Years after the MLP game began the U.S. government’s decision to introduce rules has jolted players, but attorneys from Baker Botts LLP were reassuring during a recent webinar that explained the proposed regulations that determine qualifying income.

“Don’t panic,” advised Houston-based partner Michael Bresson. “There’s a 10-year transition rule that applies to most people.”

The 10-year period does not begin until the regulations are published as final, and the four attorneys involved in the webinar were clear that the initial draft released in May raises questions that need to be addressed before the rules are good to go.

Since 1987, MLPs have operated under congressionally imposed limitations in section 7704 of title 26 of the U.S. Internal Revenue Code.

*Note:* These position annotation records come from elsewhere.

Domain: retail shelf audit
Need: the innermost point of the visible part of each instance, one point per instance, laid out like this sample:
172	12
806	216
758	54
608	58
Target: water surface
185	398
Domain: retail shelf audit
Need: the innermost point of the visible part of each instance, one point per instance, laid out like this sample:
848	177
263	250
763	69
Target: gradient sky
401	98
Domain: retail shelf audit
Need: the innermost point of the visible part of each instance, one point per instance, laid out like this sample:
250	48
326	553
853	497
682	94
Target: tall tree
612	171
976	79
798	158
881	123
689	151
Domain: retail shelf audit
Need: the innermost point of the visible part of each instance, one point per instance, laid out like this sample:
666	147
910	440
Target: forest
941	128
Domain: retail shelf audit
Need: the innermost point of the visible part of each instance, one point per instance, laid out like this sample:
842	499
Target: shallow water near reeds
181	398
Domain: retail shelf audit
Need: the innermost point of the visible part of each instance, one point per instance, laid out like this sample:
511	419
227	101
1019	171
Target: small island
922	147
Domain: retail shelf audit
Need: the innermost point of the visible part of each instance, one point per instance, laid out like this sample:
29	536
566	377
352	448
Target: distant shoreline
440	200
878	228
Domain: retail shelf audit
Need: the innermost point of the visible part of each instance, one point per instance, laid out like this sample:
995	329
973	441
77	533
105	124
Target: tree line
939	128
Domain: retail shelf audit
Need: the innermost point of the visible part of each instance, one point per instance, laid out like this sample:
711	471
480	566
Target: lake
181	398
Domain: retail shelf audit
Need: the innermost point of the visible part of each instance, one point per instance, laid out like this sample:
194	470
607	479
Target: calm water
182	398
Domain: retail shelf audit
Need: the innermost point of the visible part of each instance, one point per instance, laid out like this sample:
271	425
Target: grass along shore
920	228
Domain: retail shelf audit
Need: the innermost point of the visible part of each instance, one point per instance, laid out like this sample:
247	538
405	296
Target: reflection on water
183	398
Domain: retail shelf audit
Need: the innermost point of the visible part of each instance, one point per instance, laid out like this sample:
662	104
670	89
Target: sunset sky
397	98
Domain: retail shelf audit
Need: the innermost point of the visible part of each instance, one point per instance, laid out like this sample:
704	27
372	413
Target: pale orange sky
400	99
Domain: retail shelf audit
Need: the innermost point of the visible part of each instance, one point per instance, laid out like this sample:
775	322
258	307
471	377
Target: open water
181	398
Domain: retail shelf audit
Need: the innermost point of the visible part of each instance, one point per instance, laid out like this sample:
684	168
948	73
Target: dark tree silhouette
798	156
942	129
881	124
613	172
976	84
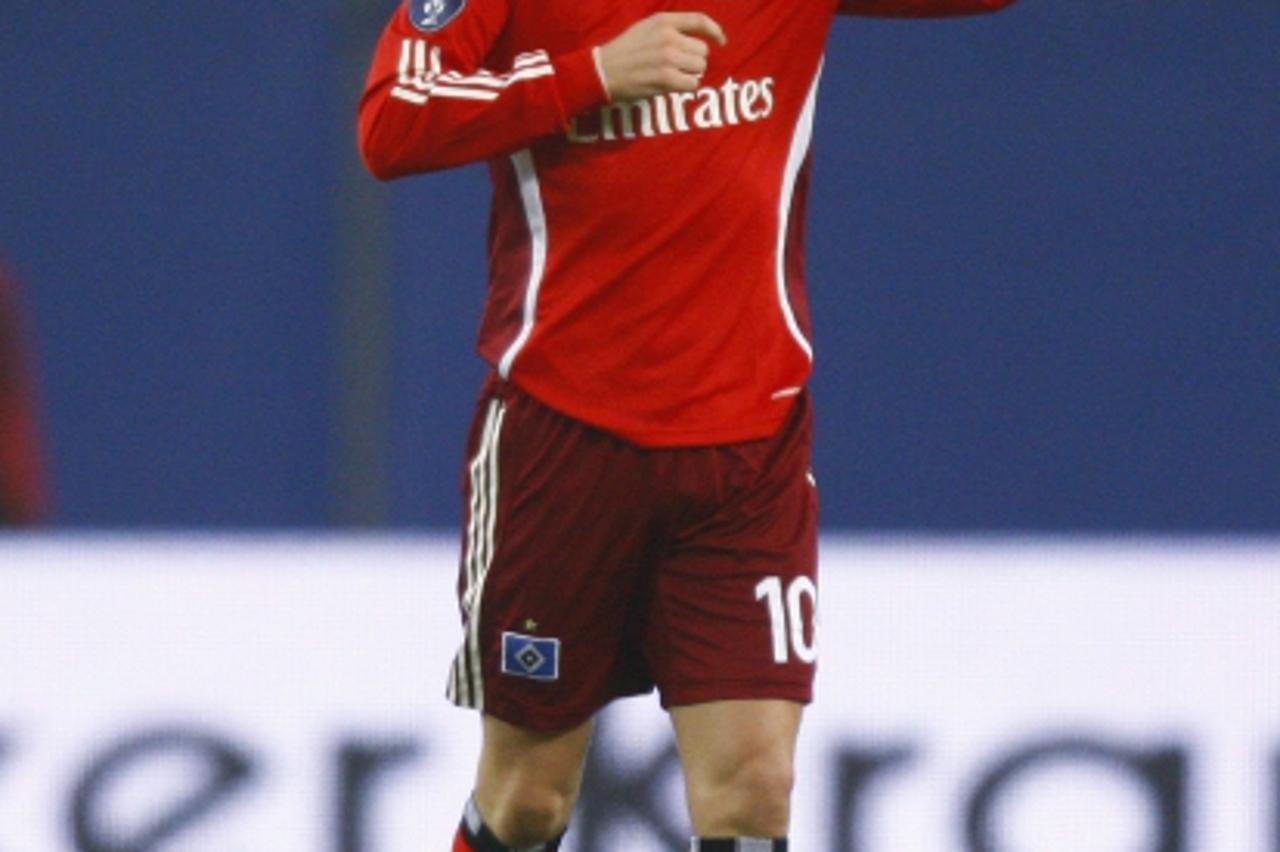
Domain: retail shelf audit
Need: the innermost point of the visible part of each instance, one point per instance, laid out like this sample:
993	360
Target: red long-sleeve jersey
645	257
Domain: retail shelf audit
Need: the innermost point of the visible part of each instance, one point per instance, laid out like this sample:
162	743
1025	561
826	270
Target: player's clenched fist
663	53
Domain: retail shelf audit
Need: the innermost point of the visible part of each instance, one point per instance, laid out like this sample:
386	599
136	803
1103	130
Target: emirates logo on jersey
432	15
707	109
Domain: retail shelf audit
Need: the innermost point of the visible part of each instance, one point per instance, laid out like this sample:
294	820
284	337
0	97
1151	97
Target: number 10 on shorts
786	617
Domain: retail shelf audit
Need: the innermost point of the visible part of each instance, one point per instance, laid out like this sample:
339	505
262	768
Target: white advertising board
284	695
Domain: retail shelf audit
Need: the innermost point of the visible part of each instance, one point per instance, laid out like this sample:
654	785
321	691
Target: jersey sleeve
433	101
919	8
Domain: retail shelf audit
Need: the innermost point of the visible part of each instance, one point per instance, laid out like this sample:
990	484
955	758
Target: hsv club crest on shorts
530	656
432	15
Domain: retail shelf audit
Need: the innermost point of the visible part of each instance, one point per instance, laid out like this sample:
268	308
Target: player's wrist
599	72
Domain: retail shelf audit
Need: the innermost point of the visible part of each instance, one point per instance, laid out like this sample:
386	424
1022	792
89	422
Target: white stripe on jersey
536	218
420	76
795	160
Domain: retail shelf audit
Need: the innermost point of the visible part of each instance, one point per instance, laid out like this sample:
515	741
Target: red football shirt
645	257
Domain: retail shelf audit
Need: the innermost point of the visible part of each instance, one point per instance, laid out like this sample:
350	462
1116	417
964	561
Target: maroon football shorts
593	568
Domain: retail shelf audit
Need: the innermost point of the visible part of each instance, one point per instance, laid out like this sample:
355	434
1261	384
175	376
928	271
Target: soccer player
639	508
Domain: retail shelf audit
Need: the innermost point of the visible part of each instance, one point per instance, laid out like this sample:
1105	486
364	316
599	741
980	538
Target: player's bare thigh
739	761
529	781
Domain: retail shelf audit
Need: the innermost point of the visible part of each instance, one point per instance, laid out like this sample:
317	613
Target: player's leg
545	581
739	766
526	787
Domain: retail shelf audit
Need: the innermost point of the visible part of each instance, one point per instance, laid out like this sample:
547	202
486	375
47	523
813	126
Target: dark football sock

That limited guidance was supplemented by legal opinions and, when doubts lingered, with private letter rulings (PLRs) from the Internal Revenue Service (IRS).

The shale boom in 2008 triggered its own boom in requests for PLRs. Finally, in 2014, the IRS declared a moratorium on the letters in favor of developing a comprehensive set of regulations.

Transition Period

Even the rules governing the transition period raise questions. A three-part rule determines whether income from an activity can be treated as qualifying income during the 10-year period. Basically, if an MLP already has a PLR stating that, the company is golden.

It’s the second part of the rule, applying to partnerships that lack a PLR, where things get tricky. Baker Botts partner James Chenoweth found plenty to examine in this area.

“First, the question of how you treat an activity as qualifying or not could raise some issues,” he said. “If you’re a large-enough MLP that has an activity that might not be treated as qualifying under the proposed regs, but it was a small enough portion of your income that you had no reason to treat it as qualifying or not because it fit within your 10% bucket, if that activity grows during the transition period, it’s unclear whether you were ‘treating it as qualifying.’”

If the MLP is engaged in a joint venture, more questions pop up.

“If you’ve got lower-tier JVs, you could have an issue with a new MLP entering into that lower-tier JV,” Chenoweth said. “Are they going to be able to include income as qualifying that maybe some other MLPs in a lower-tier JV might have been able to?”

Questions About Coverage

There is also the matter of what the IRS intends the rules to mean when they don’t refer specifically to an issue, for example, the transportation and storage of carbon dioxide, alcohol, fuels and biodiesel.

“Those items were added to the list of qualifying products in 2008 and are part of the code,” said Dallas-based Baker Botts partner Steve Marcus. “The reason the regs don’t say anything about them is that the regulations simply aren’t intended to address those items. It doesn’t mean that those items are now excluded; they continue to be qualifying under the code provision at least to the extent that they are transported or stored.”

The proposed regulations apply to two kinds of activities: those already included in the code like E&P, processing or refining, transportation and marketing, and those referred to as intrinsic activities. Intrinsic activities, Marcus said, are those that the IRS had found itself handling with numerous PLRs, such as fracking.

The Processing Process

Processing gets particular attention in the proposal, including rules that affect equipment depreciation governed by the Modified Accelerated Cost Recovery System (MACRS) that is used to recover the basis of most business and investment property placed in service after 1986.

“Importantly, the IRS made a distinction about activities that are done with equipment that is not being depreciated consistently with the MACRS classes for petroleum refining or for natural gas production processing,” Chenoweth said. “If you have an activity that would otherwise be treated as purifying or eliminating impurities, but you’re doing it with equipment that’s not being depreciated under one of these classes that’s consistent with what the IRS feels is necessary for refining or processing, then the activity is not covered by the proposed regulation.”

The regulations note that activities that cause a substantial physical or chemical change, or otherwise transform the extracted mineral into something new or different, do not qualify as processing. Marcus noted that the chemical conversion rules are fairly restrictive. Recombination of one or more products of a chemical conversion from processing or refining must result in the cost-effective production of gasoline or other fuels.

“A midstream company might have to know what the depreciable elections were of the refiner or the processor because those are technical rules to be within those prior activities,” Chenoweth said.

For example, he noted that the new regulations raise questions about issues like liquefaction or compression, elements that are necessary for the transportation of LNG or natural gas but are not specifically listed. Chenoweth suspects that these activities would be covered under the intrinsic label, but he would like more guidance from Treasury.

Another example involves pipelines for interconnects.

“The pipeline needs to be owned by publicly traded partnership,” he said. “An interconnect to a lease pipeline doesn’t appear to meet the definition. It might be another oversight that could get fixed in the final regs.”